Everything except the fuel pumps is gone. Nice and simple.


----------



## JoshKeller (Sep 25, 2013)

just outta curiousity since you have several of these - what kind of speed can i expect out of the 35 on a 1648 jon boat that weighs approx 600 lbs with motor and everything. with my 95 merc 25 hp, im getting around 27. with the 35 and the air box off, im getting 26, so surely theres way more to be had correct? i was hoping for around 31 - 32 mph.


----------



## Pappy (Sep 26, 2013)

Plenty left. I doubt there are any here that have experience with this engine. 
I run a 25hp version on my fiberglass 15'6" Gheenoe Classic, Light load I can bump 37mph and heavy loads with my fishing buddy we can run 31. The narrow hull is affected by weight pretty bad. Not a lot of planing surface compared to your boat. 
Once the engine is straightened out you will have an ear to ear grin.


----------



## JoshKeller (Sep 28, 2013)

I've discovered a high speed orifice in the Carb bowl, however it is broken off at the threads and I can't get the threads out of the hole. Any suggestions?


----------



## Pappy (Sep 29, 2013)

There is a dedicated jet tool that you may have luck with. Take the bowl by a dealer and see if they can get it out for you. Since the bowls are made of minlon you cannot apply heat. I have had luck with a normal easy-out as well. Not a prob since you are replacing the jets anyway.
By the way. On Sept. 23rd you wrote that you had soaked, cleaned, run a wire through and blown clean, all the jets.............busted !!


----------



## JoshKeller (Sep 29, 2013)

no, not busted. i did soak and clean them all. i may have broken the orifice off while reinstalling, but i sure dont remember it. didnt tighten them down, just snug.. not sure how it ended up broken. the jets themselves are in good condition. this is the seperate high speed orifice thats broken off at the threads


----------



## JoshKeller (Sep 30, 2013)

found a set of 25 hp carbs. the number on the carb body itself is the same as my 35, rebuild kit is the same number, etc. the only difference appears to be the low and high speed orifices. happen to know if the jets itself are the same size?


----------



## Pappy (Oct 1, 2013)

Jets will be a different size. The 35hp powerhead is 565CC vs the 25hp at 500CC.
Thought you said you had new jets coming?



JoshKeller said:


> yessir, ordered 6 of them since they were cheap and i like having spares. one thing i did find was the choke butterflies were not perfectly horizontal when the choke it off - they hang down about 1/4 of the way. problem?

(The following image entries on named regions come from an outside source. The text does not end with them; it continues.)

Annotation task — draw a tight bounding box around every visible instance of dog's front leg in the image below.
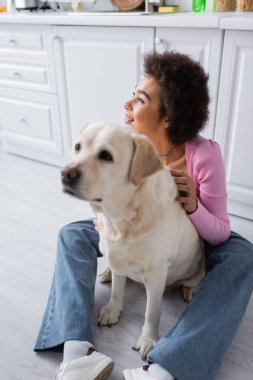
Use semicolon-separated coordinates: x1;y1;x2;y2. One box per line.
135;273;166;360
98;272;126;326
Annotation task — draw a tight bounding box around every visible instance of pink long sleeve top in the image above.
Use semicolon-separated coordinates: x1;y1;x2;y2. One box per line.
186;136;230;245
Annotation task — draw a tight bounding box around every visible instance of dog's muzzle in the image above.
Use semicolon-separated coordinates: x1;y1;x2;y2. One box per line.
61;167;80;195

Somewhere around here I have a complete set of the 35hp carburetors. Cannot guarantee they are clean as I have had no need for them as of yet.


----------



## JoshKeller (Oct 1, 2013)

I ordered the orifices. Are jets and orifices the same thing? i always thought the jets were the hollow tubes in the carb body and the orifices were the screw in nozzles with the small hole that allows a certain amount of fuel into the hollow tube?


----------



## Pappy (Oct 1, 2013)

No - the tubes are called ........."Tubes".........as in emulsion tube or High speed pick up tube.
Same thing........Orifice is the proper term for jet. 
If you ordered them they should have been in by now................?? That was over a week ago.
Why new carburetors now before trying the new jets? 
Have you even checked the basics on this engine? Compression? Ignition?


----------



## JoshKeller (Oct 1, 2013)

to be honest, because the guy offered them to me for $20, and one of the 35 carbs has the threads of a orifice broken off in the carb. figured it'd be nice to have extras also if the tubes and everything but the jets were the same size. I did get the jets in, but last saturday was opening day of bow season and ive been hunting in the mornings and working late in the evenings. 

compression last check (ive checked it 4 or 5 times) was 127, 129, 127. spark jumps 1/2" with a hard snap on all 3 cylinders, and i verified wot spark with a timing light.


----------



## Pappy (Oct 4, 2013)

So let me get this straight. 
You have the proper 35hp carbs. 
You ordered replacement jets for the 35hp carbs.
You have neither installed nor run the 35hp carburetors, with the new jets, to see if the problem is resolved or changed.
Now you have a set of 25hp carbs and are wondering if the jets are the same size. Did you not remove and look for yourself??
Almost sounds like the jets were never ordered and you are hoping the new to you carbs have the same jets instead. 
Somewhere along the line you discovered a broken jet in the 35hp carbs,.... so pull a bowl off one of the new to you 25hp carbs and use it! With one of your brand new jets. 

Am trying to help you here but honestly, trying to help and keep you on task to resolve this is beginning to feel like I am herding cats.


----------



## JoshKeller (Oct 5, 2013)

well she's alive. i put on the carbs with the new jets. runs apprrox 31 mph on my 1648. 3 batteries, 24v trolling motor, decked out. instant hole shot. ran about 10 minutes and checked the plugs and they were a nice light brown color. ran again for 2 hours and checked and they look the exact same.


----------



## Pappy (Oct 5, 2013)

Great..............Lordy I think I need a nap...................


----------



## WaterWaif (Oct 6, 2013)

=D> Well done Pappy.
Gotta be sweet running her now Josh!


----------



## JoshKeller (Oct 6, 2013)

wind was kicking pretty good today, and had a passenger. boat was doing 27 upriver and 28.5 downriver. reconfigured all my weights, and believe the motor was pushing around 1,000 lbs. sounds about right on the speed? still a really good hole shot, and the trim really picked up the boat. 

next up is installing a tach. i know on the red plug omcs, the grey wire was the tach signal. still the grey on the new models? i dont see a grey wire in the wiring plug at the key switch, so i'd assume i'd need to run one off the motor itself?


----------



## Pappy (Oct 7, 2013)

You can pick up the tach signal off the yellow/gray wire
Gray wire should be in your boat wiring harness to the con box or dash depending on where your key switch is

Oh, by the way Josh....................you're welcome??


----------



## nccatfisher (Oct 11, 2013)

Dang, all is well and he threw you away like a used kleenex. :evil:


----------